Matt Smith krytycznie o ostrzeżeniach dotyczących niepokojących treści. Mówi o nadzorze i spłycaniu
Współcześnie przy okazji rozmaitych produkcji odnaleźć można ostrzeżenia o treściach, które mogą okazać się niepokojące dla widzów (tzw. trigger warnings). Ostatnio informowali o tym choćby twórcy Mrugnij dwa razy. Sceptyczny wobec tych metod jest aktor Matt Smith, który wypowiedział się na łamach The Times of London.
Smith stwierdził:
Nadzorowanie opowieści i strach przed tym, aby o czymś opowiedzieć ze względu na panujący klimat, to coś wstydliwego. Nie po drodze mi z ideą ostrzeżeń o niepokojących treściach. Poczucie dyskomfortu czy bycia sprokowanym podczas oglądania obrazu czy przedstawienia to nic złego. Martwi mnie, że wszystko jest rozmywane i spłycane. Zapowiadamy widzom, że będą przestraszeni, jeszcze zanim cokolwiek obejrzą.

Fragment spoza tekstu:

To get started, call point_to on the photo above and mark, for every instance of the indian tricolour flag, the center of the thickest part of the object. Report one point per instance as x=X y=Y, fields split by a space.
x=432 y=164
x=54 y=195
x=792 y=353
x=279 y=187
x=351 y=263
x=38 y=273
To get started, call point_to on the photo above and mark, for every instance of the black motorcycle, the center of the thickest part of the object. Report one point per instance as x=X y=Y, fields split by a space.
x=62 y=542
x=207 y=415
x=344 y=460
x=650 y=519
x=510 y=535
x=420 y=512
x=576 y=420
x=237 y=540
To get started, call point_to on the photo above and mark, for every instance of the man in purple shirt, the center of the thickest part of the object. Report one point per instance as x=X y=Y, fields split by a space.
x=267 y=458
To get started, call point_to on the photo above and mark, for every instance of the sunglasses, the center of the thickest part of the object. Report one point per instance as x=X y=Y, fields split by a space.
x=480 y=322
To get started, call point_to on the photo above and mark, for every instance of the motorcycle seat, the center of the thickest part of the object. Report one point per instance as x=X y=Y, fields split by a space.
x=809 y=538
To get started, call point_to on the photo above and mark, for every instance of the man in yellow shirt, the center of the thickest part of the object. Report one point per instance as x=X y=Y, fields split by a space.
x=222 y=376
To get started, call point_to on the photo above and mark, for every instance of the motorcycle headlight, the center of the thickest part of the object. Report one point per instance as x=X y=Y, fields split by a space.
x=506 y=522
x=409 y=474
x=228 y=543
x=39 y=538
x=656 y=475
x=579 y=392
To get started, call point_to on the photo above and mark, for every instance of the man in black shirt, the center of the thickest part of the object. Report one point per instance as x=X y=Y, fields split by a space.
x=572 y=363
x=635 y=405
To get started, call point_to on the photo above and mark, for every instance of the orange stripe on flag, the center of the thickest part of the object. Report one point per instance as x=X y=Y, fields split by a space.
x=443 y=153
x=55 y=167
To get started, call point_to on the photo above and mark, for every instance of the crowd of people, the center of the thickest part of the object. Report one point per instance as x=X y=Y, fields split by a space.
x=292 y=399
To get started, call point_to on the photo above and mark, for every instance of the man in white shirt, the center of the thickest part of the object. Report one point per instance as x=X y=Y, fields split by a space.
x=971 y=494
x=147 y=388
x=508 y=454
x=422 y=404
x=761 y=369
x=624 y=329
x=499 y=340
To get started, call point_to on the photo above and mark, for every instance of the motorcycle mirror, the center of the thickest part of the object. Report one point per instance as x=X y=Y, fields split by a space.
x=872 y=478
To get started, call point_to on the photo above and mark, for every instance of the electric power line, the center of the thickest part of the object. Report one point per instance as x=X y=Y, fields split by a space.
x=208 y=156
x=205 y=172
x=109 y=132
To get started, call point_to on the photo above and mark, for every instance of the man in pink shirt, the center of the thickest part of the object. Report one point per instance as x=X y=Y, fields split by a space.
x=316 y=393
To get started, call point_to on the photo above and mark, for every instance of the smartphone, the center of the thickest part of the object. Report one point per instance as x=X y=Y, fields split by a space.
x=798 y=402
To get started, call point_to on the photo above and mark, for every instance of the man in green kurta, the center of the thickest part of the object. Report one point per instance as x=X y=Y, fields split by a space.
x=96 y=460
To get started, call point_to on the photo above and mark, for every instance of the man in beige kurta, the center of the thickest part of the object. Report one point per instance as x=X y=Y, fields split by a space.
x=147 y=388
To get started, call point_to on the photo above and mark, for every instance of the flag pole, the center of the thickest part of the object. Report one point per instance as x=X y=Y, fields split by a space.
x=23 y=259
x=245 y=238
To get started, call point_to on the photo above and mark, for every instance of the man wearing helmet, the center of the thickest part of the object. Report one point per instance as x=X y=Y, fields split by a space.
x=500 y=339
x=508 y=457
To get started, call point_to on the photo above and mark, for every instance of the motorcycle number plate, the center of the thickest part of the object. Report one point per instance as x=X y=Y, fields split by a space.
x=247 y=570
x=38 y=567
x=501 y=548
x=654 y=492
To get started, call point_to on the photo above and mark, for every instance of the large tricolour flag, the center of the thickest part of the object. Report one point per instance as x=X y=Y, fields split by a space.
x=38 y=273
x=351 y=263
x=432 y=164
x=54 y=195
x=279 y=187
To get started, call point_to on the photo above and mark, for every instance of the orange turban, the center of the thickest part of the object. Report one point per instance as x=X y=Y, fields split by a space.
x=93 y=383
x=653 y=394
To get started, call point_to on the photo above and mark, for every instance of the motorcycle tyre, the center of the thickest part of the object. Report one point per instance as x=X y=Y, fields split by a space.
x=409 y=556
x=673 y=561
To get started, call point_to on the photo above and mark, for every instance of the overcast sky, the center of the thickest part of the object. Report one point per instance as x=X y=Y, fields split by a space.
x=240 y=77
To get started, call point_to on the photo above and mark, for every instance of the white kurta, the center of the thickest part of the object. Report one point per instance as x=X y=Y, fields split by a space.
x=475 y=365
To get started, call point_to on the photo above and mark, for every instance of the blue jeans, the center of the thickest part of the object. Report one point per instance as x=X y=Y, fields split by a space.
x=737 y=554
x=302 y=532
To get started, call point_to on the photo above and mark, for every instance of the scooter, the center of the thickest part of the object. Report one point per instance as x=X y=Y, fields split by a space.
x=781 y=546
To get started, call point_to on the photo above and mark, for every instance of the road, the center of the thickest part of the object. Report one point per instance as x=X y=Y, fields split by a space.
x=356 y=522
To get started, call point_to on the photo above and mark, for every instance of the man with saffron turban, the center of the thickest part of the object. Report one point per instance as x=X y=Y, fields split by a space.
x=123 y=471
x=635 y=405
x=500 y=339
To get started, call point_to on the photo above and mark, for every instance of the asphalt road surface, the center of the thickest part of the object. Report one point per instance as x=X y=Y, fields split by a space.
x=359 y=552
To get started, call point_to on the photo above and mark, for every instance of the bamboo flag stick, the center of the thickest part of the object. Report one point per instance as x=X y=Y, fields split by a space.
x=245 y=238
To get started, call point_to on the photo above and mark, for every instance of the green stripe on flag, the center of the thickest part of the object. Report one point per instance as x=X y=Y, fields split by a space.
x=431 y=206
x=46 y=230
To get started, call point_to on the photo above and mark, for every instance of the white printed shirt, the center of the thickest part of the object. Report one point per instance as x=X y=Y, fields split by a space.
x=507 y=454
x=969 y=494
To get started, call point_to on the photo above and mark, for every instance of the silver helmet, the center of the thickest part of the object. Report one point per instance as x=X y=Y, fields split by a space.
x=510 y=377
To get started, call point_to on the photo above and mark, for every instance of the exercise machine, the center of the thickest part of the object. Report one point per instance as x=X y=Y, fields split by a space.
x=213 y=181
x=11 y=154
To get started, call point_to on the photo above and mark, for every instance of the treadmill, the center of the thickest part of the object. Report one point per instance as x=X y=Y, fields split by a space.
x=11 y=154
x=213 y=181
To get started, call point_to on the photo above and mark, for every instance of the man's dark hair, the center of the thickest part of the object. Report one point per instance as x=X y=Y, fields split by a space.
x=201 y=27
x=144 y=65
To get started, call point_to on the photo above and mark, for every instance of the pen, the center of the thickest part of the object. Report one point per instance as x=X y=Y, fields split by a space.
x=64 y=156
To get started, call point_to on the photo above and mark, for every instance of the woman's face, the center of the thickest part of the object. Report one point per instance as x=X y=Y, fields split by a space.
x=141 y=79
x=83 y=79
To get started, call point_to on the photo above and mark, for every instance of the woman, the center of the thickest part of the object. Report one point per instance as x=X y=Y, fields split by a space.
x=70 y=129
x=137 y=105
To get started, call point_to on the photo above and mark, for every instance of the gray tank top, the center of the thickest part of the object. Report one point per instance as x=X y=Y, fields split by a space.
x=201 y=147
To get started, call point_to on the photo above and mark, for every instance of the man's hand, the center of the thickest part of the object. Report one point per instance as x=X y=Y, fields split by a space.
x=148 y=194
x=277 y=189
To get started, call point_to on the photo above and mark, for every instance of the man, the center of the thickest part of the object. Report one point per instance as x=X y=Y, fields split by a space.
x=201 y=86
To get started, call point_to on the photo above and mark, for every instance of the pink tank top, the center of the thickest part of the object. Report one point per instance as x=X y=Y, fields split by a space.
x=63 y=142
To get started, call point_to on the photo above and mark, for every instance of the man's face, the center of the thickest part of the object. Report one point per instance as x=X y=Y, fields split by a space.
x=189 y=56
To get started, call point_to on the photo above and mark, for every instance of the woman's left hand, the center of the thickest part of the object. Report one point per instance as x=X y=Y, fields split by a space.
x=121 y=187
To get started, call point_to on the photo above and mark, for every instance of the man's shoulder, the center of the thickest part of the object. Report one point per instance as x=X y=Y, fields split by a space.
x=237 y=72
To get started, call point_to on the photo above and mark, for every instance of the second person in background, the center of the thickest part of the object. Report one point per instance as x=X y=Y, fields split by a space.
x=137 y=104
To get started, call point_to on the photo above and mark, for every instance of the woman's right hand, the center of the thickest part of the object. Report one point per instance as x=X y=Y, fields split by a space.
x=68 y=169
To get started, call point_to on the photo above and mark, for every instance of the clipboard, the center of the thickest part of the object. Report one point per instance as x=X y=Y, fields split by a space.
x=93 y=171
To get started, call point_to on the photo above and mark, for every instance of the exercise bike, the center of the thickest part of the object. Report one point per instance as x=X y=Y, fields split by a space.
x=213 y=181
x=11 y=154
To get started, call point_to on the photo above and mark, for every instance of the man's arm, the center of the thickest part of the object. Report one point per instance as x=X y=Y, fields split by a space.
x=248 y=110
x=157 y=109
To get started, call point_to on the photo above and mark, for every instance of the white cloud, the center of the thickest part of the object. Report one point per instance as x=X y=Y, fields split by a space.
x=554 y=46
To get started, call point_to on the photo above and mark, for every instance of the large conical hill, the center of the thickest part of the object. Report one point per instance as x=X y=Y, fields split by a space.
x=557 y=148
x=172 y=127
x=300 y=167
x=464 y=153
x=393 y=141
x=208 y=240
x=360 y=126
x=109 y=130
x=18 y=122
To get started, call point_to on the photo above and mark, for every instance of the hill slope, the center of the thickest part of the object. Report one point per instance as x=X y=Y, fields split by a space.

Aktor dodał, że sam oglądał rozmaite filmy niewłaściwego dla jego ówczesnego wieku (np. Nagi instynkt czy Piątek trzynastego, który “go zniszczył”).
W innym wywiadzie Smith mówił o tym, że gdy grał w Doktorze Who, to odcinki mogły wystraszyć dzieci w kontrolowany sposób i nie wyobraża sobie, by uprzedzać je wcześniej, że może się tak zadziać.